La place du Web dans la production musicale est, on le sait, de plus en plus centrale. Et Brockhampton (ou BROCKHAMPTON, si l'on se conforme à leur nom officiel), un large collectif qui a fait l'événement en 2017 avec la sortie remarquée de trois albums intitulés Saturation, en est une démonstration claire. Ce groupe ne s'est pas contenté, comme tout le monde aujourd'hui, de se faire connaître sur Internet : il s'y est formé. C'est en effet par une petite annonce publiée sur le forum d'un site de fans de Kanye West, Kanye To The, que le fondateur et leader du groupe, un jeune homme originaire du Texas appelé Kevin Abstract, a rassemblé tout un tas d'autres personnes pour monter ce projet, initialement intitulé AliveSinceForever.

BROCKHAMPTON - Saturation

Sans grande surprise compte-tenu de cette genèse, l'influence de Kanye West sur tous ces gens est particulièrement palpable.

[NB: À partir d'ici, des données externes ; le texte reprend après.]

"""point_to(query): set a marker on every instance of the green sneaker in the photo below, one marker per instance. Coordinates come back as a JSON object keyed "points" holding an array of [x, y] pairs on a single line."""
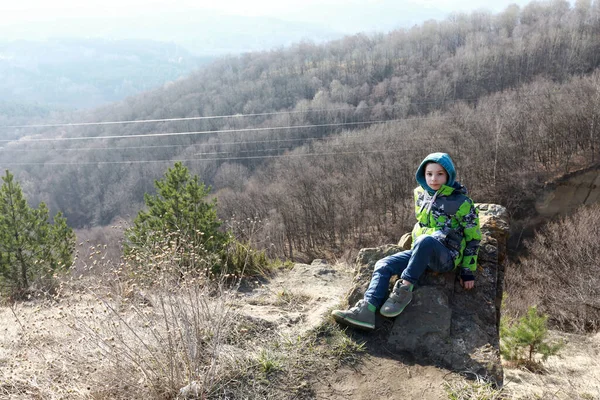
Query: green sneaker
{"points": [[399, 298], [361, 316]]}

Comme lui, Brockhampton est plus grand que le rap. Le groupe fait de la pop, voire plus généralement de l'art, plutôt que du hip-hop à proprement parler. Ils sont rappeurs et producteurs, certes, mais pas que. On découvre aussi, parmi ses 14 membres officiels (13 maintenant, depuis le renvoi d'Ameer Vann à la suite d'accusations d'abus sexuels), des chanteurs, ainsi qu'un manager, un designer, un photographe et un développeur de sites Web. Leurs profils personnels aussi sont variés, puisqu'on y trouve des Noirs comme des Blancs, des gays déclarés (à commencer par Kevin Abstract lui-même), tout comme des hétéros. Et cette diversité se ressent musicalement parlant, dès le premier volet des Saturation, un disque composite, enregistré à la va-vite en moins d'un mois, et pourtant sans faux pas.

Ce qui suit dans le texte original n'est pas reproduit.